BIPOLAR I and BIPOLAR II
The main difference between Bipolar I and Bipolar II is simply that those diagnosed with Bipolar II have not had a manic episode.
Bipolar I is characterized by one or more manic episodes and also consists of a history of depressive episodes. Bipolar II is characterized by depressive episodes with at least one hypomanic episode.
It is best to think of bipolar disorder in terms of a continuum or a spectrum.

MAJOR DEPRESSION
On the far left, you've got the lowest of lows -- the Major Depression Episodes. This is the place that most consider "the abyss" -- it's as though you're in the darkest of places and generally there's feeling of hopelessness, helplessness and worthlessness.
According to the diagnostic tools that clinicians use, in a Major Depressive Episode:
*Five (or more) of the following symptoms have been present during the same 2-week period and represent a change from previous functioning; at least one of the symptoms is either (1) depressed mood or (2) loss of interest or pleasure.
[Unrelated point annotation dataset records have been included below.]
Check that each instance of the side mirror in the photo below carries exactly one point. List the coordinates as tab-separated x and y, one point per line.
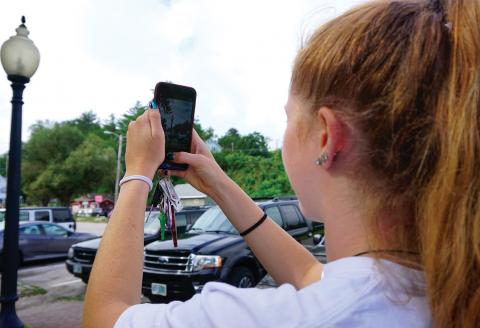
318	239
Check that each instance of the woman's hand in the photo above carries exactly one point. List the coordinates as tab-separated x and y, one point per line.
203	171
145	144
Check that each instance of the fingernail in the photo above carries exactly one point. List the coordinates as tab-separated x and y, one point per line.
152	104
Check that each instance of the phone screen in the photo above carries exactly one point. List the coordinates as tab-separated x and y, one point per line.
176	104
177	123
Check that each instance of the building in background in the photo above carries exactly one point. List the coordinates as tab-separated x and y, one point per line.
191	196
3	191
92	205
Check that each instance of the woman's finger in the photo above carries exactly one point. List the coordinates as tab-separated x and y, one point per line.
187	158
155	122
181	174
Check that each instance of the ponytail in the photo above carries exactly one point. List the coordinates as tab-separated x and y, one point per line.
450	208
408	72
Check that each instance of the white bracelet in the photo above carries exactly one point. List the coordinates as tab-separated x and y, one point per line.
137	177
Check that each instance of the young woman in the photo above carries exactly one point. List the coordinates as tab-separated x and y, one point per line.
382	143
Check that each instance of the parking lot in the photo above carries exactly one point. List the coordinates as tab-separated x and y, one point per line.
50	295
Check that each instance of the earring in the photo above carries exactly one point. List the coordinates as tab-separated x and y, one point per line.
322	159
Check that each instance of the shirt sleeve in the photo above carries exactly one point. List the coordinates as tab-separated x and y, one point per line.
220	305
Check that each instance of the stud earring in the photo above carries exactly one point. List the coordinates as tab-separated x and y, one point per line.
322	159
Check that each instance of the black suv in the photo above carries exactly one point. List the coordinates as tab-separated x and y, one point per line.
81	255
212	250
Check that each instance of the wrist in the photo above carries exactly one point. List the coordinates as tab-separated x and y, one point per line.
223	189
149	173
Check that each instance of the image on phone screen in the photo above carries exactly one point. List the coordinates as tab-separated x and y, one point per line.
177	123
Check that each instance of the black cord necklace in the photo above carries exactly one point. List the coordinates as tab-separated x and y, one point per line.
387	251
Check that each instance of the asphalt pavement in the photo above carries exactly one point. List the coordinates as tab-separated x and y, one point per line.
55	297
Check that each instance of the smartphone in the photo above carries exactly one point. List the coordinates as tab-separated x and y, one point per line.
177	109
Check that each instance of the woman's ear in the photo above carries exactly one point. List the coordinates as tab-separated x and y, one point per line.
332	136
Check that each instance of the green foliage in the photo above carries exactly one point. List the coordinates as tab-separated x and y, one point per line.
205	134
72	158
259	176
254	143
3	165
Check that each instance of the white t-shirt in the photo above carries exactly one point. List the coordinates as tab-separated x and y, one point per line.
354	292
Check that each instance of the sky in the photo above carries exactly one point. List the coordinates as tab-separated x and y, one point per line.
104	56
Note: Do not include symptoms that are clearly due to a general medical condition, or mood-incongruent delusions or hallucinations.
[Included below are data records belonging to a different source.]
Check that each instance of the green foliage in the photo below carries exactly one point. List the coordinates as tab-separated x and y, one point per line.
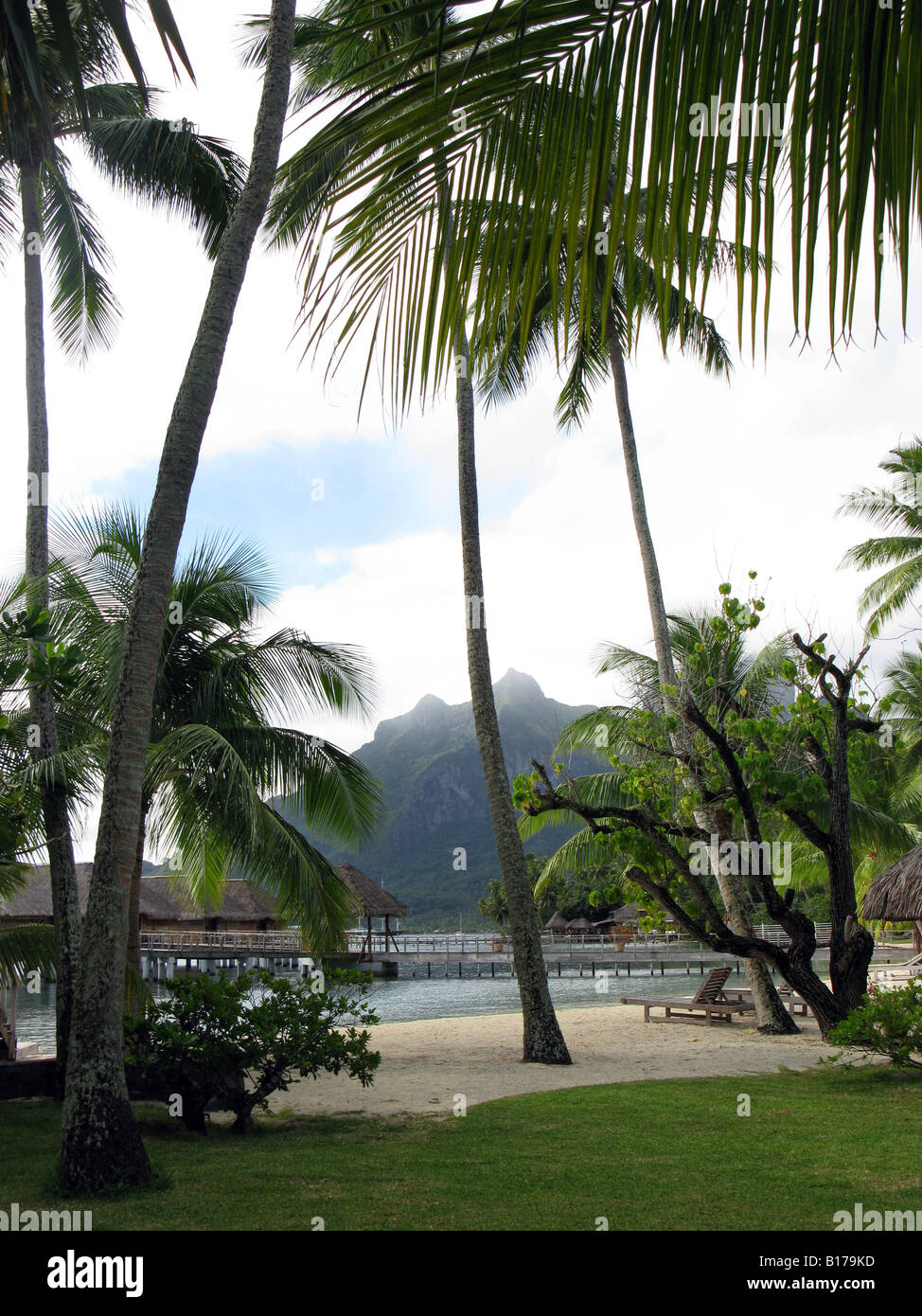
898	512
584	84
495	904
235	1042
888	1023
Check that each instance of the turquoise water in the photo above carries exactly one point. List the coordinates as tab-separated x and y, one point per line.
402	999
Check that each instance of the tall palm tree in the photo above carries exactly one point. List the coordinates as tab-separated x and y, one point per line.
631	78
29	945
24	23
179	171
327	63
897	511
100	1144
217	753
513	357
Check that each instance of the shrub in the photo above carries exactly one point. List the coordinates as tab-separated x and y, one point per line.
236	1041
888	1023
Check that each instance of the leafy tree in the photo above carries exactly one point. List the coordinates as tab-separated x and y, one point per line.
237	1042
100	1144
887	1023
764	763
495	904
897	511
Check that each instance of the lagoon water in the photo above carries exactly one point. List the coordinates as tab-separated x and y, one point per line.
402	999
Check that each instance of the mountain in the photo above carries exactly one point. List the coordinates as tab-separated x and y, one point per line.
429	765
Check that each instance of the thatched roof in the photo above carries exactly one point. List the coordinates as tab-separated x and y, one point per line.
557	923
895	894
242	901
375	901
627	914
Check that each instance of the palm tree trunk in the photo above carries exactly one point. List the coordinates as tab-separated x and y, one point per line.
64	897
771	1015
542	1038
100	1144
135	996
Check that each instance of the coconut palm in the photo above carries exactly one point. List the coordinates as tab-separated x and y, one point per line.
897	511
628	78
26	23
100	1144
29	945
179	171
327	63
217	753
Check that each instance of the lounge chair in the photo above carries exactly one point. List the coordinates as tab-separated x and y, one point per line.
897	975
705	1005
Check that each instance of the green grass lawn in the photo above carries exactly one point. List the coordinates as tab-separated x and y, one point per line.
668	1154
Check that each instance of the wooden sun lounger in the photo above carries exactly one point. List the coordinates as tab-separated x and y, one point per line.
705	1005
897	972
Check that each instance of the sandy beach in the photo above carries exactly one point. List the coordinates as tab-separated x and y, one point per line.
426	1062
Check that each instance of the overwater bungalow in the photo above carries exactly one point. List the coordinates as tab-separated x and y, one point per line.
243	908
372	901
895	895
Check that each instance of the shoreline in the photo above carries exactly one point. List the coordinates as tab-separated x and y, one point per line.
428	1065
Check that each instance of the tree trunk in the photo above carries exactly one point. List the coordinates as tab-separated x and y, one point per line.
850	945
542	1038
134	1003
771	1015
56	817
100	1145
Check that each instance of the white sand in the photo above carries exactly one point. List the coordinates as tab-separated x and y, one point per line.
426	1062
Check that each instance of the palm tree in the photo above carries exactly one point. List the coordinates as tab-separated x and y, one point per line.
327	63
900	512
628	80
100	1144
176	170
217	755
27	945
24	23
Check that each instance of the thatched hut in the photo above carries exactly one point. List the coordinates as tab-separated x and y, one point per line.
557	923
579	927
372	901
895	895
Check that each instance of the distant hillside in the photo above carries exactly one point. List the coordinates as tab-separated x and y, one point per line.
429	765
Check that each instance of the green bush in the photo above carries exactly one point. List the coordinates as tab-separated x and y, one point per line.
888	1023
235	1042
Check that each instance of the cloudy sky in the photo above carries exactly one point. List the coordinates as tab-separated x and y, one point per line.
738	476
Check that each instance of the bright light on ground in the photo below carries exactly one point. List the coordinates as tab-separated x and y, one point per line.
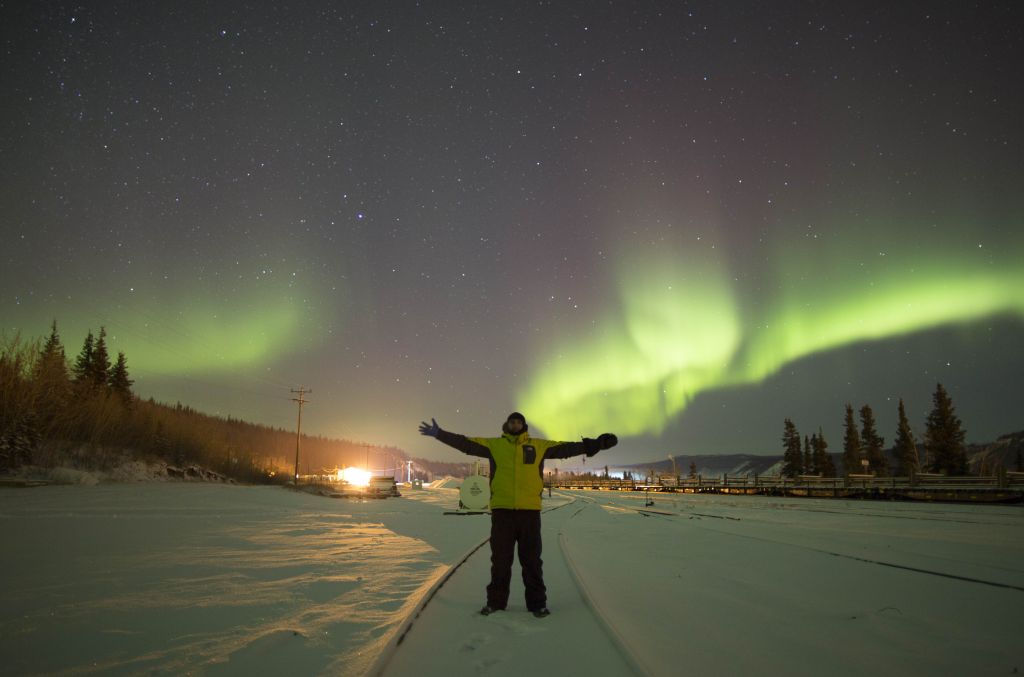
354	476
1. depressed mood most of the day, nearly every day, as indicated by either subjective report (e.g., feels sad or empty) or observation made by others (e.g., appears tearful). Note: In children and adolescents, can be irritable mood.
2. markedly diminished interest or pleasure in all, or almost all, activities most of the day, nearly every day (as indicated by either subjective account or observation made by others)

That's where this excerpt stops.